Emphasis – from a Judge’s Perspective

By Alain Thevenon,
Multiple French National Specialty CAB judge

The standard describes the distinctive features specific to the Beauceron. But one must be able to comprehend the “whole” dog because each individual trait put together does not constitute general breed type.

The Beauceron is a rustic breed, “in the raw” as you would say. He doesn’t require any care or grooming. A quick brushing session can be useful when the dog is shedding or if the dog got dirty.

The coat is a major characteristic. The cover must be dense. Undercoat must be easily visible on the shoulder or on the thigh for example. The coat is short but not “Doberman short” and it is neither fine nor soft. The markings are characteristic. The Beauceron is also named “Bas Rouge”. The length of the coat is clearly defined in the standard and the Beauceron must have fringes on both sides of the neck, on the back of the front legs, on the back of the thighs and under the tail. Thinking of a Beauceron without the required fringes would lead to a drift downward in the breed and encourage promoting and producing a dog whose appearance has lost its distinctive breed type.

I see pictures of cropped Beaucerons in countries where this practice is still allowed.
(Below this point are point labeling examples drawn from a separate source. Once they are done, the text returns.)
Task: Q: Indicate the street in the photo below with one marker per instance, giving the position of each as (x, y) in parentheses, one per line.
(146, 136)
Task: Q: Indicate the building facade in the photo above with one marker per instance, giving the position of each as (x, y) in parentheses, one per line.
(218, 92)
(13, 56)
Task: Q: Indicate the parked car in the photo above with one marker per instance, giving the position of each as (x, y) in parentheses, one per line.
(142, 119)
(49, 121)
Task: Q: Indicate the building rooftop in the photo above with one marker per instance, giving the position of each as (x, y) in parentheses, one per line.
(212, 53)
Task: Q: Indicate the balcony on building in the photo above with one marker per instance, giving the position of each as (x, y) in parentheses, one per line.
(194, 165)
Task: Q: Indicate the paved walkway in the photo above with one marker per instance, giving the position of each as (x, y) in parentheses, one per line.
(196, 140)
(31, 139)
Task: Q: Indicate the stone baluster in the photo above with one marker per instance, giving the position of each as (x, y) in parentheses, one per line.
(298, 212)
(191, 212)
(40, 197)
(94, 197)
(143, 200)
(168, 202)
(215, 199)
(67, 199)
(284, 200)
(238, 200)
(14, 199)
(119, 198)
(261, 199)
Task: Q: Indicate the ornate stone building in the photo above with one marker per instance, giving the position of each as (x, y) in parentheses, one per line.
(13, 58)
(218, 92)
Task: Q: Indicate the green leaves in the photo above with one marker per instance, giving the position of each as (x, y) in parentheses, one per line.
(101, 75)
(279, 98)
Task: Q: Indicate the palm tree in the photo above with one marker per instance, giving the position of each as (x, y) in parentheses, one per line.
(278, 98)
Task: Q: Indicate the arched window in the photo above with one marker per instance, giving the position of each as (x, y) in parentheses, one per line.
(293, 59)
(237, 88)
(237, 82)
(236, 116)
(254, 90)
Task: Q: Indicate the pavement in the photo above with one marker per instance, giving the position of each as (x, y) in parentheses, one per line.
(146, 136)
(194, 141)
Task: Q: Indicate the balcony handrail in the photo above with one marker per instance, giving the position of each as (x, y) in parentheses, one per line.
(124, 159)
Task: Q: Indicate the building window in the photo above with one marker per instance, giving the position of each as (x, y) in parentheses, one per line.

I often deplore the many bad crops that are done on some of these dogs. So, for instance, if we combine flared-up ears [i.e. crops seen in Boxers and Dobermans] with a soft coat and an excessive size, you can only imagine what kind of dog this will be. Certainly not a Beauceron.

The Beauceron is not a gazelle. It is of a substantial size but not a giant. One must abide by the standard and be respectful of its definitions.

The movement is easy and natural. No need for exaggerated strides. The head is carried forward and must be accompanied by a good ground covering.

Regardless of the dog being static or in movement, the presentation must remain plain, simple and natural. The presentation of a dog stacked on his front with an exaggerated protruding elongated neck is not typical of this breed. One must imagine a working dog with a harmonious and plain silhouette.